Tout le monde sait qu'Hachette a collaboré avec les allemands. Entre collaborer et travailler pour gagner sa vie, il y a une différence ; beaucoup de gens n'ont pu faire autrement que d'exercer leur métier en travaillant pour eux, la liste serait trop longue.

Portrait de sinclair

De sinclair

18H10 | 01/11/2008 | Permalien

Le ton de l'article est désagréable. Il rappelle les cheminots qui prennent les Français en otages alors qu'ils sont surpaye et privilégies, les fonctionnaires ces parasites privilégies qui vivent sur le dos des Français, les enseignants qui travaillent pratiquement pas avec des vacances a rallonge qui font grève pour emmerder les parents et qui en plus ne sont pas foutu de dispenser un enseignement correct a nos enfants.

Je veux bien que l'on donne tous les point de vue mais là sa fait beaucoup.

Peut on préciser que provisionner n'est pas distribuer et pas forcement pour la même chose.
Que la négociation sociale tous assis en rond est un leurre. Cela marcherait si le rapport de force était équilibre or il l'est de moins en moins. La preuve ces derniers mois ou les syndicats comme les politiques de gauche ont été inexistant voir coopératif et ou les conditions sociales se sont dégradées..

Que les avancées ou la préservation des avantages sociaux ne se sont que très très rarement faite dans l'ambiance feutrée d'un salon et dans la sérénité.
Effectivement ces salaries sont prêt a se battre pour leur travail et pour ceux qui suivront. Quel horreur donc ils mettent en difficultés les grands groupe de presse et prennent le lecteur en otage mon dieu ou va t on ?
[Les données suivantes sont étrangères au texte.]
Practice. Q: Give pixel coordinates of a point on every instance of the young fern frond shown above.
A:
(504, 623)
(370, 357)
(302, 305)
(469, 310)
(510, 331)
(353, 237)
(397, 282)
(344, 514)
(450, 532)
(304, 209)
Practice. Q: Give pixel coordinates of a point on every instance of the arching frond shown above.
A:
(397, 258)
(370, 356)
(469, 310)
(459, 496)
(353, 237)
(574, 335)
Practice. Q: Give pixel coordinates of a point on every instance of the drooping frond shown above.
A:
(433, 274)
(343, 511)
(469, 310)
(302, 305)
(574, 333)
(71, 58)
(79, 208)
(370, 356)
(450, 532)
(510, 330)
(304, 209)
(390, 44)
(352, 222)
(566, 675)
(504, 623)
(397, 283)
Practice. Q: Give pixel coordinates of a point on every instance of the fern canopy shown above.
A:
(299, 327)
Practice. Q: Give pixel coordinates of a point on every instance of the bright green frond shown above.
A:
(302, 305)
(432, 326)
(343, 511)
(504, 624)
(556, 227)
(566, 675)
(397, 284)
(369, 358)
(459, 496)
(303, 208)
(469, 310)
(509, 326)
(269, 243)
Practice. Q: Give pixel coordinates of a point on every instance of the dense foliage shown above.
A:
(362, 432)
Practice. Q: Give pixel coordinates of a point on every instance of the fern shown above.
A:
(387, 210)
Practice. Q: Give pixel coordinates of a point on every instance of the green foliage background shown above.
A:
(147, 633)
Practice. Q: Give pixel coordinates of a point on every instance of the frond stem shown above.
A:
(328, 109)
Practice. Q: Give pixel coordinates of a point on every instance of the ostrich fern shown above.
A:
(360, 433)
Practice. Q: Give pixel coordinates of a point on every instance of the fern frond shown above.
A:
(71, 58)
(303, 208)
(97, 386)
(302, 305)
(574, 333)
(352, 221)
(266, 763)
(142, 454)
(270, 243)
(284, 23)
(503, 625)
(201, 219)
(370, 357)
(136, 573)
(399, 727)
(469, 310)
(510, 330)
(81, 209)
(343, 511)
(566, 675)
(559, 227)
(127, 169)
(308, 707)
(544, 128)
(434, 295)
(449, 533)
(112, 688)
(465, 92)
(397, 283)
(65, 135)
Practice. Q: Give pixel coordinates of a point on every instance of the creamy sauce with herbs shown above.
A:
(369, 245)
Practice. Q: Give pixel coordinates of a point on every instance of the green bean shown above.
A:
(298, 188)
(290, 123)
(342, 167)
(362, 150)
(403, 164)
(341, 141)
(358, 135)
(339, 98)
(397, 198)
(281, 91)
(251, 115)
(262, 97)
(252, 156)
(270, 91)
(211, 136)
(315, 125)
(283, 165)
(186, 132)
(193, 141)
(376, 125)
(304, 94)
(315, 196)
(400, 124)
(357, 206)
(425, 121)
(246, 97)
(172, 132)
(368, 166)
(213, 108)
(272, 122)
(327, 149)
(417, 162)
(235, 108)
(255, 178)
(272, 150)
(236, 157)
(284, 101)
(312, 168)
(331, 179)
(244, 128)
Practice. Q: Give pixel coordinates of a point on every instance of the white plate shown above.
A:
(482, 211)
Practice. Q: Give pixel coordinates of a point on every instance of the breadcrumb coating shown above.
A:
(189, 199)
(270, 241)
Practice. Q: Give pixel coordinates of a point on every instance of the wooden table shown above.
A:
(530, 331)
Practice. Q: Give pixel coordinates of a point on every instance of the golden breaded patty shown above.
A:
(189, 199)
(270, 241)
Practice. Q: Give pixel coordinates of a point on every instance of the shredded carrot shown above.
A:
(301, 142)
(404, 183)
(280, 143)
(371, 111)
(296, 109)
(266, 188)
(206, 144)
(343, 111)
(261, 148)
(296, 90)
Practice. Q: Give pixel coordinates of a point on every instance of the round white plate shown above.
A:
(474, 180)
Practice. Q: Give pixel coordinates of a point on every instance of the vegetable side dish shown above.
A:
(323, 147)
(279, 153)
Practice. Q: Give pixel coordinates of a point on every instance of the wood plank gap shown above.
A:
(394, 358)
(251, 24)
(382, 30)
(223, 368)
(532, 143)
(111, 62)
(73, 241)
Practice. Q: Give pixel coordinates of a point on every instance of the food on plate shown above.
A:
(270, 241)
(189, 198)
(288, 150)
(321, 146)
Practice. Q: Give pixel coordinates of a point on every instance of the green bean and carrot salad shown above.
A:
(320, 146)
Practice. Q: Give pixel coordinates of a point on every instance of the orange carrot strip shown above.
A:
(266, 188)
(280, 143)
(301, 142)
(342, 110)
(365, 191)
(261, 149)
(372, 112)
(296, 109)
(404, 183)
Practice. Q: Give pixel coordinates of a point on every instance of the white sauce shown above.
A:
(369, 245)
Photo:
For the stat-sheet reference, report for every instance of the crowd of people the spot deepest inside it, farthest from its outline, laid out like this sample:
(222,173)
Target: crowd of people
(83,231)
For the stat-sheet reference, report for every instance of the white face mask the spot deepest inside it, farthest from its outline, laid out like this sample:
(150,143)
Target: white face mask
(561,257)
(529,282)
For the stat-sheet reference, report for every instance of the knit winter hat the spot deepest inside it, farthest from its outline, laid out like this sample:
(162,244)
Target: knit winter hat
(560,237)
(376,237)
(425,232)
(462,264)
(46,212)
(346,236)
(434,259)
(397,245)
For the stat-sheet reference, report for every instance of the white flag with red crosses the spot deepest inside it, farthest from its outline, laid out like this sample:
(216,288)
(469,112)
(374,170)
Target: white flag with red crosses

Non n'est ce pas, ils devraient se contenter de ce qu'on leur donne, apprécier le smic a vie entre CDD, intérim, chômage et rmi comme tout le monde quoi, la normale, comme tout le monde, au lieux de devenir violent, de s'encagouler comme de vulgaire racailles a karcheriser. Enfin quoi on est entre gens bien n'est ce pas, on a une éthique, un code moral, on passe d'ailleurs des accords en son nom.

Portrait de Lize

De Lize

Curieuse-chercheuse | 18H07 | 01/11/2008 | Permalien

@himalove
je pense que vous confondez CGt et CGT du Livre. Et c'est bien là le problème

Le Livre n'a jamais fait d'action ni négocié quoi que ce soit pour les journalistes ! Pas plus dans le passé qu'aujourd'hui.

Portrait de vincelemat

à Lize Portrait de Lize De vincelemat

non comuniquee | 06H38 | 02/11/2008 | Permalien

Pour la bonne raison que peu de journalistes en sont membres.

Portrait de Béatrice1

De Béatrice1

| 18H19 | 01/11/2008 | Permalien

Comme d'habitude, il est impossible de dénoncer des pratiques inadmissibles dès l'instant où elles sont le fait de ceux qui se prétendent « de gauche » sans être aussitôt insulté et taxé d'« agent du patronat ». Or, loin d'être « de gauche », ces méthodes sont celles de totalitaires et de graines de fachos.

Et on se demande pourquoi la gauche française est en train de crever.

D'autre part, voyons le résultat de ces méthodes musclées et népotiques dans les deux domaines où elles sont pratiquées - la presse et les ports - et on pourra constater que c'est l'illustration de la devise bien connue « Après moi le déluge » ou de l'expression « scier la branche sur laquelle on est assis ».

La presse française se meurt. Les ports français se meurent. Vous êtes sûr que ceci traduit l'intérêt général ? Réponse de ces irresponsables : rien à foutre, moi d'abord.